Last but not least, we come to Israel. A lot has been said about its noisy but effective democracy, its free press, and its thriving universities and high-tech communities. All those things are true and admirable.

But still, doesn’t it seem a little crazy that Israel’s highest leader keeps referring to modern territory (which also happens to belong partly to neighbors now) using terms that haven’t been heard in politics or diplomacy for about two millennia? Doesn’t it seem even crazier when his purpose in doing so appears to be to justify land grabs whose only real justification is the same rule the Nazis once used: “Macht macht Recht”?

If it were up to me—and I’m Jewish—I wouldn’t give any of these people nuclear weapons. They simply don’t have the maturity of societies in Europe and most of Asia. They haven’t yet been so exhausted by hideous and decades-long conflicts with non-nuclear weapons (including religious wars), to figure out that even those conflicts are neither desirable nor sustainable. They haven’t yet learned to live like adults, so we want them to have nuclear weapons?

Unfortunately, Israel already has nuclear weapons. And maybe their vast power has helped sober Israelis up. Israel has never admitted their possession. Far from bragging about them or blustering with them, it seems embarrassed to have them—a reaction entirely appropriate for victims of the Holocaust. And never, ever has Israel threatened their use, at least in public. (But neither has Russia, China, nor any other country that has them, even Pakistan. Sobriety seems to come from knowing what they can do.)

That’s all to the good. Yet I still can’t get by the constant references to “Judea and Samaria” and the constantly expanding “settlements.” Neither of those things squares with a twenty-first century country living in a complex region where every neighbor has grievances of its own, and at least some of them are legitimate. And I can’t forget that a Jewish extremist killed Yitzhak Rabin, whose survival might have written an entirely different regional history.

I don’t know what causes this craziness. Maybe it’s something in the air. Maybe the entire region is too focused on history and fixed scripture ever to forget, move on, and eventually forgive or let live.

But whatever the cause, I know one thing. When the President, in his usually impressive understatement, says he doesn’t want to see a nuclear arms race in the Middle East, I hear him saying something else. I hear him saying we don’t want crazy people to have nuclear weapons. And I fully agree.

Except for the Kims’ North Korea and Robert Mugabe’s Zimbabwe, the nations of the Middle East are among the least civilized, least restrained and most likely to explode on our planet. It’s bad enough that Israel has nuclear weapons; at least it seems to be handling them sensibly. But we certainly don’t want nuclear arms to spread in that region.

If it takes a few air strikes to prevent that from happening, so be it. But please let them be American, not Israeli. America is sufficiently far away and powerful, and has meddled enough there already, as to cause not much more than the usual grumbling. Israeli strikes would only inflame the whole region and make things much worse.

And I don’t know about you, but I also have a special aversion. I never want to see modern weapons—the product of four hundred years of reason and science—used to resurrect Judea or Samaria.

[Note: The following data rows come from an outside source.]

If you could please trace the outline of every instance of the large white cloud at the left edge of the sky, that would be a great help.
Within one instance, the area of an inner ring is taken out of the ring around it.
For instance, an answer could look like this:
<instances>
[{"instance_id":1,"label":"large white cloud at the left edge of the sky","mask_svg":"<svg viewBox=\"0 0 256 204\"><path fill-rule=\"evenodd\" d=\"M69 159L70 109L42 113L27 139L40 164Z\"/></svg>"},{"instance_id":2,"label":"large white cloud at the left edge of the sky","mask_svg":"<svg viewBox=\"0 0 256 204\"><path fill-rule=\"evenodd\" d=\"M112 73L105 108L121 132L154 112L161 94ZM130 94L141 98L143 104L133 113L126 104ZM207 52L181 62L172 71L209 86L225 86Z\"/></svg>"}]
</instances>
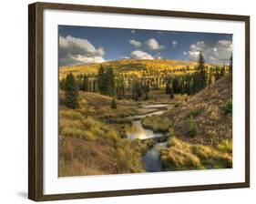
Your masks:
<instances>
[{"instance_id":1,"label":"large white cloud at the left edge of the sky","mask_svg":"<svg viewBox=\"0 0 256 204\"><path fill-rule=\"evenodd\" d=\"M102 63L104 55L103 47L96 48L87 39L59 36L59 66Z\"/></svg>"}]
</instances>

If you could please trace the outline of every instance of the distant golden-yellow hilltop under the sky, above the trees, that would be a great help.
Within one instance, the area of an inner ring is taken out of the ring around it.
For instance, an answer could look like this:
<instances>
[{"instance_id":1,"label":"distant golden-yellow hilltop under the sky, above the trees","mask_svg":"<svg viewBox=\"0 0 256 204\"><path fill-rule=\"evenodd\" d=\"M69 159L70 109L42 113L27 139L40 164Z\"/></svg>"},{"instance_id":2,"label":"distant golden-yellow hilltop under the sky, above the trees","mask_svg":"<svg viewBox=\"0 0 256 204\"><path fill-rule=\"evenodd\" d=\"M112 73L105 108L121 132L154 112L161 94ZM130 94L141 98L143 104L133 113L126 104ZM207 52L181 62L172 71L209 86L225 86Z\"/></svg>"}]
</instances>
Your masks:
<instances>
[{"instance_id":1,"label":"distant golden-yellow hilltop under the sky, above the trees","mask_svg":"<svg viewBox=\"0 0 256 204\"><path fill-rule=\"evenodd\" d=\"M197 65L196 62L180 61L171 59L155 59L155 60L137 60L137 59L122 59L118 61L109 61L101 64L87 64L77 66L62 66L59 68L59 77L66 76L67 73L72 72L74 75L79 74L97 74L99 66L111 66L115 71L139 71L147 68L158 69L179 69L181 67L189 66L193 69ZM212 66L212 65L207 65Z\"/></svg>"}]
</instances>

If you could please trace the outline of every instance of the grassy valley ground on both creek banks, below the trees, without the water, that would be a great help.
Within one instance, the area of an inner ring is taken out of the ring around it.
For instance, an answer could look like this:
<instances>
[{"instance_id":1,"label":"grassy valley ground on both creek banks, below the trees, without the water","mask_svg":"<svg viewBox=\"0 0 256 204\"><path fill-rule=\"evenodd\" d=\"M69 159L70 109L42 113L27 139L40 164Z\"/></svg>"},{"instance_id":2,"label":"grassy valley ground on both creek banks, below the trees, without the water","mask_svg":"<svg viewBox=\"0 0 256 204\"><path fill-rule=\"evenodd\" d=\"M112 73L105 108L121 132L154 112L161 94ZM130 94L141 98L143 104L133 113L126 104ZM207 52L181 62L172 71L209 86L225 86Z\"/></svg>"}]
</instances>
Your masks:
<instances>
[{"instance_id":1,"label":"grassy valley ground on both creek banks, below the trees, without the water","mask_svg":"<svg viewBox=\"0 0 256 204\"><path fill-rule=\"evenodd\" d=\"M156 141L128 139L127 131L131 116L153 113L158 109L143 107L158 104L172 108L141 124L168 134L166 147L159 147L164 169L231 168L231 114L225 110L231 93L231 76L193 97L170 99L162 87L147 101L117 100L117 108L111 108L112 97L79 92L79 108L59 107L59 176L145 172L141 159Z\"/></svg>"}]
</instances>

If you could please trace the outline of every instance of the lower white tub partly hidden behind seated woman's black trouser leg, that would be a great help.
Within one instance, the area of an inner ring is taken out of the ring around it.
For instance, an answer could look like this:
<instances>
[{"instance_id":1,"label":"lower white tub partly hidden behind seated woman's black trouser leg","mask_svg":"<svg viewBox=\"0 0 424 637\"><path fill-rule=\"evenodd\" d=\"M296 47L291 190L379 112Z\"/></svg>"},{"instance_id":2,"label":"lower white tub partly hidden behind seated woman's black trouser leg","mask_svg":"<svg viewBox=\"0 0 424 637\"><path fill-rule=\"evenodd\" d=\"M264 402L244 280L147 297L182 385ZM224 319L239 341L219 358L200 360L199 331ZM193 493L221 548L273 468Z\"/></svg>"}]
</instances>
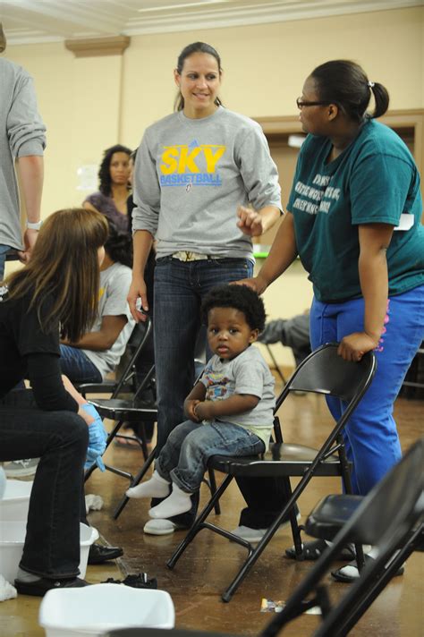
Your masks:
<instances>
[{"instance_id":1,"label":"lower white tub partly hidden behind seated woman's black trouser leg","mask_svg":"<svg viewBox=\"0 0 424 637\"><path fill-rule=\"evenodd\" d=\"M27 522L3 522L0 520L0 573L13 584L21 562ZM85 577L89 548L98 539L98 530L80 524L81 562L80 577Z\"/></svg>"}]
</instances>

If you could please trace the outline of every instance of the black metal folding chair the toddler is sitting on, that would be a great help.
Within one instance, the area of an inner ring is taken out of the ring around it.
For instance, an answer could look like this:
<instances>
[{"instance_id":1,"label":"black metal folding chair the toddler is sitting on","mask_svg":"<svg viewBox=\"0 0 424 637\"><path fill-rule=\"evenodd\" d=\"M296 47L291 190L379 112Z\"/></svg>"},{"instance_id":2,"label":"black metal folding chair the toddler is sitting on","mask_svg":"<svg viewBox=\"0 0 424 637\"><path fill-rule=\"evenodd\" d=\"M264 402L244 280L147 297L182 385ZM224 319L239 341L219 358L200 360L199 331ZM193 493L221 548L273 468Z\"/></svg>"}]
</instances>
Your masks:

Let the dead stay dead and the living go on living. If young people want something to fight and possibly die for, let them fight for their own future, not a biblical past. That’s what Arab youth are dying for, right now, by the thousands, in the Arab Spring. And especially let no one have the power to turn a land holy to three religions into a radioactive Hell that not even Moses, in his worst apocalyptic visions, ever could have imagined.